Stem cell center director recognized with prominent cancer research award
The American Association for Cancer Research (AACR) announced today that Dr. Owen Witte, the founding director of the Eli & Edythe Broad Center of Regenerative Medicine & Stem Cell Research at UCLA, will receive the prestigious G.H.A. Clowes Memorial Award.
Witte is being recognized for his many contributions to the understanding of human leukemias, immune disorders and the stem cells involved in the formation of epithelial cancers (cancers of the lining of glands or organs such as the prostate or ovaries). His pioneering work laid the foundation for several approved targeted cancer therapies, transforming the lives of patients with Philadelphia chromosome-positive leukemias and B-Cell malignancies. Witte’s research was key to the development of the drug Imatinib (Gleevec®), the first targeted therapy for chronic myeloid leukemia.
Witte will receive the award on April 20 at the AACR’s annual meeting in Philadelphia.
“I have enjoyed the opportunity to work closely with many distinguished colleagues across the country through initiatives where the AACR has taken scientific leadership,” said Witte, who is a Howard Hughes Medical Institute investigator. “With any disease as complex as cancer, it takes more than one individual or single lab to make significant advancements; through the combination of technical resources and the collaborative approaches the AACR has spearheaded, we’re taking a team approach to defeat cancer.”
Since 2011, Witte has served on President Obama’s Cancer Panel, which monitors the development and execution of the National Cancer Program.
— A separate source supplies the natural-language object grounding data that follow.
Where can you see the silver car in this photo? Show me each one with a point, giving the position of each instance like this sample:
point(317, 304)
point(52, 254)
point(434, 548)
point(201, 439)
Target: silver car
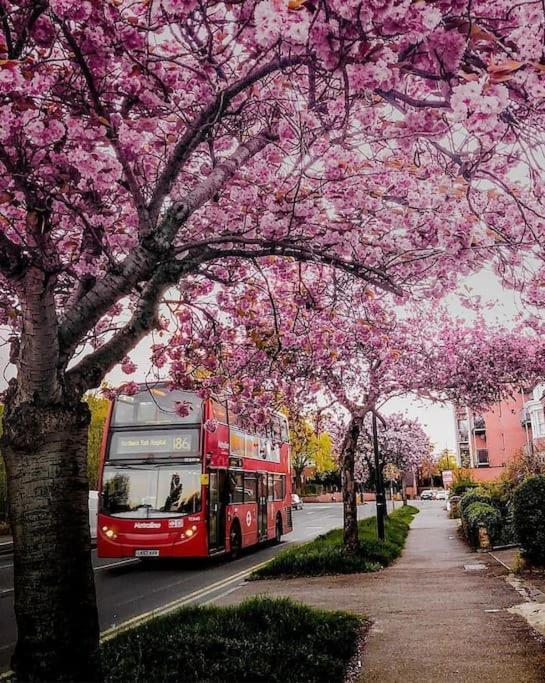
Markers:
point(296, 502)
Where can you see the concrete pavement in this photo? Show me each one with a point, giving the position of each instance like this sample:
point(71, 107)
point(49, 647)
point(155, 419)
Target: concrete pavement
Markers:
point(126, 588)
point(439, 613)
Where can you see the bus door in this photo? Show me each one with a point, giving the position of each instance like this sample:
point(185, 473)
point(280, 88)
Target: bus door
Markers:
point(262, 506)
point(217, 500)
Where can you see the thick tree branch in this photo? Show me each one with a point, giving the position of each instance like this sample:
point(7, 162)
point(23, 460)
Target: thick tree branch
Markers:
point(90, 371)
point(200, 128)
point(142, 262)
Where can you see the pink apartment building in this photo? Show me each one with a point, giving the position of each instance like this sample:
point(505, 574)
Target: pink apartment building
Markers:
point(486, 441)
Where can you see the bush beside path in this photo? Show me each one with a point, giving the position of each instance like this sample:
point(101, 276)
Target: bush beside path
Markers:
point(325, 554)
point(433, 618)
point(260, 640)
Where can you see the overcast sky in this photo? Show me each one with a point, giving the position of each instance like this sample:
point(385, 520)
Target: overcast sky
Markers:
point(437, 419)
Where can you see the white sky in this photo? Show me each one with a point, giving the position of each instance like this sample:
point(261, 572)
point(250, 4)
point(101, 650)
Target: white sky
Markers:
point(436, 419)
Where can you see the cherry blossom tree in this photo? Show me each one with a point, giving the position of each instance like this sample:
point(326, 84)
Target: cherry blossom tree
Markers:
point(147, 144)
point(402, 444)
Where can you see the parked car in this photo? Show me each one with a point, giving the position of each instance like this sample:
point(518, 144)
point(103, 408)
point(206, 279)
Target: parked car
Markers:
point(296, 502)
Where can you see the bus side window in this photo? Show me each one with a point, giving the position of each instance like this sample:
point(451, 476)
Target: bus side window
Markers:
point(237, 443)
point(276, 431)
point(279, 487)
point(250, 488)
point(285, 434)
point(237, 494)
point(252, 446)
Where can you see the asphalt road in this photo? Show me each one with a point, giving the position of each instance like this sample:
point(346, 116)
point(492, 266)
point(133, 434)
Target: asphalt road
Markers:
point(127, 588)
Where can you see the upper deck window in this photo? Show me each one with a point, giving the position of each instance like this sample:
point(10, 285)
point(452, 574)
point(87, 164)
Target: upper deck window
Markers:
point(157, 406)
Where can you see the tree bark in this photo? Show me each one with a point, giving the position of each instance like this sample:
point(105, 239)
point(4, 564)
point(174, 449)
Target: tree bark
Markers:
point(45, 451)
point(350, 508)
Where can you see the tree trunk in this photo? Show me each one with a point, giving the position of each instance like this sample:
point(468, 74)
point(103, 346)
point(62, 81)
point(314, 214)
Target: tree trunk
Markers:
point(45, 450)
point(350, 508)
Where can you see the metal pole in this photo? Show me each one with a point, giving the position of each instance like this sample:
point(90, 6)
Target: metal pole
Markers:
point(379, 484)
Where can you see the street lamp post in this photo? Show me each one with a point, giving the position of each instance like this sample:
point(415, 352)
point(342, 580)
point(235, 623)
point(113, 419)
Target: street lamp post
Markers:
point(379, 483)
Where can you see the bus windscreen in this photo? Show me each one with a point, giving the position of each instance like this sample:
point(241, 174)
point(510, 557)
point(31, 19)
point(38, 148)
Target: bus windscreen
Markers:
point(157, 406)
point(151, 490)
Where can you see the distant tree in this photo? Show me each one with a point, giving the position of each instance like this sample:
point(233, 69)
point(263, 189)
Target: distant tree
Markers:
point(309, 449)
point(447, 460)
point(525, 463)
point(99, 411)
point(428, 469)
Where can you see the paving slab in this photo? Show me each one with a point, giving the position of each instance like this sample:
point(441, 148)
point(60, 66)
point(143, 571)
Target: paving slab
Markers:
point(432, 619)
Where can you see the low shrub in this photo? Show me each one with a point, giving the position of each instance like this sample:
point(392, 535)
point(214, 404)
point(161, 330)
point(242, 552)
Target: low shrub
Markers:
point(529, 517)
point(460, 487)
point(260, 640)
point(473, 497)
point(326, 555)
point(479, 514)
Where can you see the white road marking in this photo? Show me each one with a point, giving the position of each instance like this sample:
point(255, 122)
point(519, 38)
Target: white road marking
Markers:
point(117, 564)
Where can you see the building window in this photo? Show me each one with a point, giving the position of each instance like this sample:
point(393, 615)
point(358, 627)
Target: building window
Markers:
point(482, 457)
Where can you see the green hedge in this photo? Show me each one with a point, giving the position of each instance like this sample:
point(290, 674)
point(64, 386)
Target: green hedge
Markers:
point(460, 487)
point(326, 555)
point(260, 640)
point(529, 517)
point(479, 514)
point(473, 497)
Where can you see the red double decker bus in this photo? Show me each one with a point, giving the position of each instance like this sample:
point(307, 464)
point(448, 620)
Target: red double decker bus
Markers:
point(192, 482)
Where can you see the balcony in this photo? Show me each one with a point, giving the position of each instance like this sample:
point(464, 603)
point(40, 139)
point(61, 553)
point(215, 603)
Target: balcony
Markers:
point(482, 458)
point(525, 419)
point(479, 426)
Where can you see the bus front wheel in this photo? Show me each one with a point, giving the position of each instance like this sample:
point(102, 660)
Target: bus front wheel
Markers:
point(235, 540)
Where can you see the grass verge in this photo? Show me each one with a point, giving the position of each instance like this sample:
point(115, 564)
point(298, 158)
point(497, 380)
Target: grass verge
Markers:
point(325, 554)
point(260, 640)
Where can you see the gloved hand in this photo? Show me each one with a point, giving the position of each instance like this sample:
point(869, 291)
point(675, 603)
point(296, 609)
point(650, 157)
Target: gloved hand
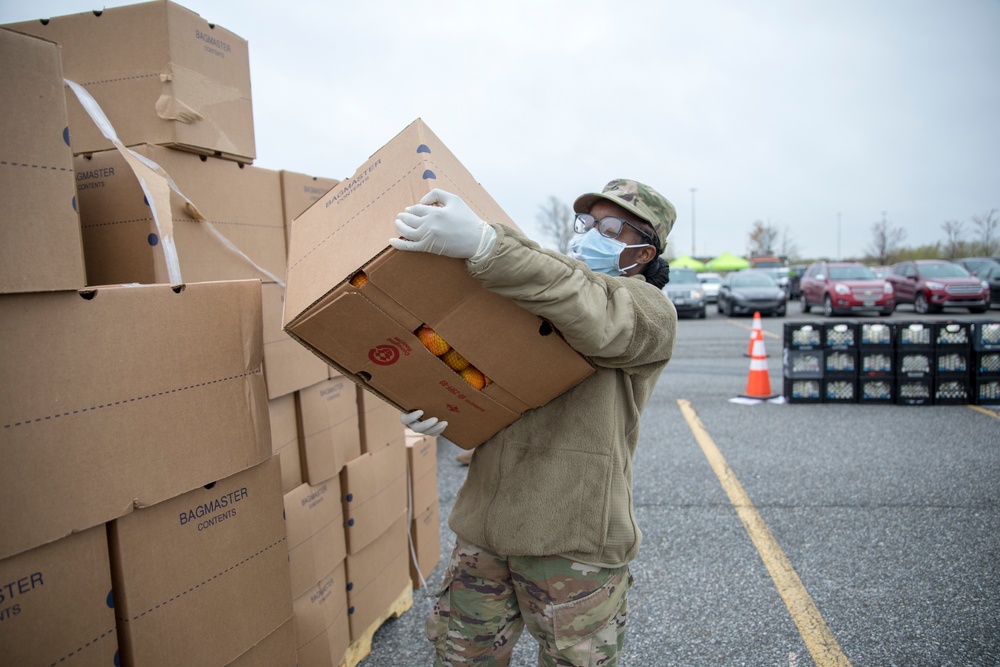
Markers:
point(429, 426)
point(451, 229)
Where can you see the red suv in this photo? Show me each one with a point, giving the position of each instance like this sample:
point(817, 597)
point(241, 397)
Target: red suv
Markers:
point(845, 287)
point(933, 284)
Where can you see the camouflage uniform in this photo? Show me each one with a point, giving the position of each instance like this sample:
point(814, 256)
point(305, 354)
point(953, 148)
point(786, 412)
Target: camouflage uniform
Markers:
point(576, 612)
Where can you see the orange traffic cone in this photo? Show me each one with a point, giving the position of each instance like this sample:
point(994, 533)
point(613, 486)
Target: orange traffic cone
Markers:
point(754, 330)
point(759, 381)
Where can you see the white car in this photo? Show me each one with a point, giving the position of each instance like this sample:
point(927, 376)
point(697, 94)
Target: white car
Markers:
point(710, 283)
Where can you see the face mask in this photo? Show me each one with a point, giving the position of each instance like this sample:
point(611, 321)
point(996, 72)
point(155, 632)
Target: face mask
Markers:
point(600, 253)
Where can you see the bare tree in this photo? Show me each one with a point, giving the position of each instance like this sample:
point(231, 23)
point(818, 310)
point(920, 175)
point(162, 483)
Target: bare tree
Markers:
point(556, 222)
point(953, 245)
point(886, 241)
point(988, 228)
point(763, 239)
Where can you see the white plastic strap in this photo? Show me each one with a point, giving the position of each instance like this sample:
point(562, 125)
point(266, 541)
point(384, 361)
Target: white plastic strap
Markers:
point(156, 185)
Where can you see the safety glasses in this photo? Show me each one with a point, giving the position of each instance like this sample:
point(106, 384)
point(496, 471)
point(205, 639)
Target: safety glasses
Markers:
point(609, 226)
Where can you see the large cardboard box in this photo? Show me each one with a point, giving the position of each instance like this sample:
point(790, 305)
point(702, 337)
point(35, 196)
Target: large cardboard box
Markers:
point(425, 533)
point(122, 397)
point(328, 427)
point(314, 518)
point(374, 492)
point(322, 629)
point(376, 576)
point(201, 578)
point(379, 421)
point(367, 332)
point(40, 247)
point(275, 650)
point(285, 440)
point(421, 465)
point(56, 606)
point(299, 192)
point(161, 73)
point(121, 243)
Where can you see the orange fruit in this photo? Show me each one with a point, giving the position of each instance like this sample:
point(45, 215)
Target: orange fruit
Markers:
point(455, 360)
point(474, 376)
point(432, 341)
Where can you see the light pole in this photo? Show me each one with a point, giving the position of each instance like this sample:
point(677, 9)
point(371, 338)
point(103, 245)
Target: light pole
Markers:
point(693, 190)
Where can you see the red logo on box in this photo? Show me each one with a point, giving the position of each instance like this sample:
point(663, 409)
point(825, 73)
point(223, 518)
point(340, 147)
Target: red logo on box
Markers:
point(384, 355)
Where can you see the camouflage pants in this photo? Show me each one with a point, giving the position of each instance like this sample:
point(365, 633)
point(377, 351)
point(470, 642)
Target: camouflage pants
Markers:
point(575, 611)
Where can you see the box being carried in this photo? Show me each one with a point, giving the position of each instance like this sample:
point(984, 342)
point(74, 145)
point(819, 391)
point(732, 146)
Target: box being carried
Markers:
point(368, 332)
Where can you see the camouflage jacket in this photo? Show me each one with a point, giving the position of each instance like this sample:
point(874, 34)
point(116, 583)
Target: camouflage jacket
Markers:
point(559, 480)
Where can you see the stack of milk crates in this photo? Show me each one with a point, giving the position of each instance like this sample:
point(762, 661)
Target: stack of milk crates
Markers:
point(946, 362)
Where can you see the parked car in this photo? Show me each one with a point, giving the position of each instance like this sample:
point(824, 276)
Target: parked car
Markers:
point(845, 287)
point(933, 284)
point(974, 264)
point(990, 274)
point(751, 290)
point(686, 292)
point(710, 282)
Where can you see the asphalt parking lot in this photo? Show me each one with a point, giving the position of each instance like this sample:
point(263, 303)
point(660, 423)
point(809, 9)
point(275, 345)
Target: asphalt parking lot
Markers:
point(792, 535)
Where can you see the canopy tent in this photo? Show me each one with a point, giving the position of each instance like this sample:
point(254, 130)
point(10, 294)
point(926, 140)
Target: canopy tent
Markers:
point(728, 262)
point(686, 262)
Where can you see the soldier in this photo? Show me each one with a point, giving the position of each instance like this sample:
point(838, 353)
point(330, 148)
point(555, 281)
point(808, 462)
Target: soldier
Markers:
point(544, 521)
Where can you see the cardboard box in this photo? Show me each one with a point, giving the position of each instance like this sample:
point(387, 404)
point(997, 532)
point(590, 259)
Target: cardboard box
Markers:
point(421, 465)
point(376, 576)
point(285, 440)
point(40, 246)
point(380, 425)
point(121, 243)
point(56, 606)
point(161, 73)
point(288, 366)
point(368, 332)
point(425, 532)
point(202, 577)
point(314, 518)
point(275, 650)
point(323, 631)
point(299, 192)
point(374, 492)
point(329, 428)
point(122, 397)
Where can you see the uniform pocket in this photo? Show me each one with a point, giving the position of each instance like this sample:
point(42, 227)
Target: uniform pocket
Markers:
point(578, 620)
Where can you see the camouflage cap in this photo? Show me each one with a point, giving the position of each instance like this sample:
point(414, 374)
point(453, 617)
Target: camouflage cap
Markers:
point(638, 198)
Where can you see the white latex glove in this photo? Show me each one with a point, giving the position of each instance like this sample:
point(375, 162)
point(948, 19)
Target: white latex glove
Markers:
point(429, 426)
point(451, 229)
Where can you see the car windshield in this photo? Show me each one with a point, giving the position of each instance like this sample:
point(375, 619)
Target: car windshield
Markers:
point(943, 270)
point(851, 273)
point(753, 280)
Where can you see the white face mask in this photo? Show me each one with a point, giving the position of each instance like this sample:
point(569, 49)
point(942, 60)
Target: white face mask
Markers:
point(600, 253)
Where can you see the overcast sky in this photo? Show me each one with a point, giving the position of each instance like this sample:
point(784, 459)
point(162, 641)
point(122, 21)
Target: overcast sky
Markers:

Witte is also an AACR Academy fellow, an elected member of the National Academy of Sciences and the Institute of Medicine, a UCLA Jonsson Comprehensive Cancer Center member and a professor of microbiology, immunology and molecular genetics at UCLA.
Witte’s research led to the discovery of Bruton's tyrosine kinase, a protein essential for immune function that, when mutated, causes the onset of immunodeficiency disease. This finding resulted in a targeted therapy for several types of leukemia and lymphoma with drugs like Ibrutinib. He is currently working on defining the stem cells for epithelial cancers of the prostate and other organs to help define new and more effective therapies.
The drive to understand the cells in which cancers and leukemias originate sparked Witte’s focus on stem cell research. He hopes that research coming out of the Broad Stem Cell Research Center will change the understanding of many human maladies and that the discoveries will result in new treatments for lethal diseases.
Each AACR Clowes Memorial Award recipient is first nominated by their peers and then considered by an award selection committee appointed by the president of the AACR.
Witte will present his lecture, “Finding Therapeutic Targets for Aggressive Prostate Cancer,” Monday, April 20, 5:30 p.m. EST, in the Grand Ballroom of the Pennsylvania Convention Center.
The AACR and Eli Lilly and Company established the G.H.A. Clowes Memorial Award in 1961 to honor Dr. G.H.A. Clowes, a founding member of the AACR and research director at Eli Lilly. This award recognizes an individual with outstanding recent accomplishments in basic cancer research.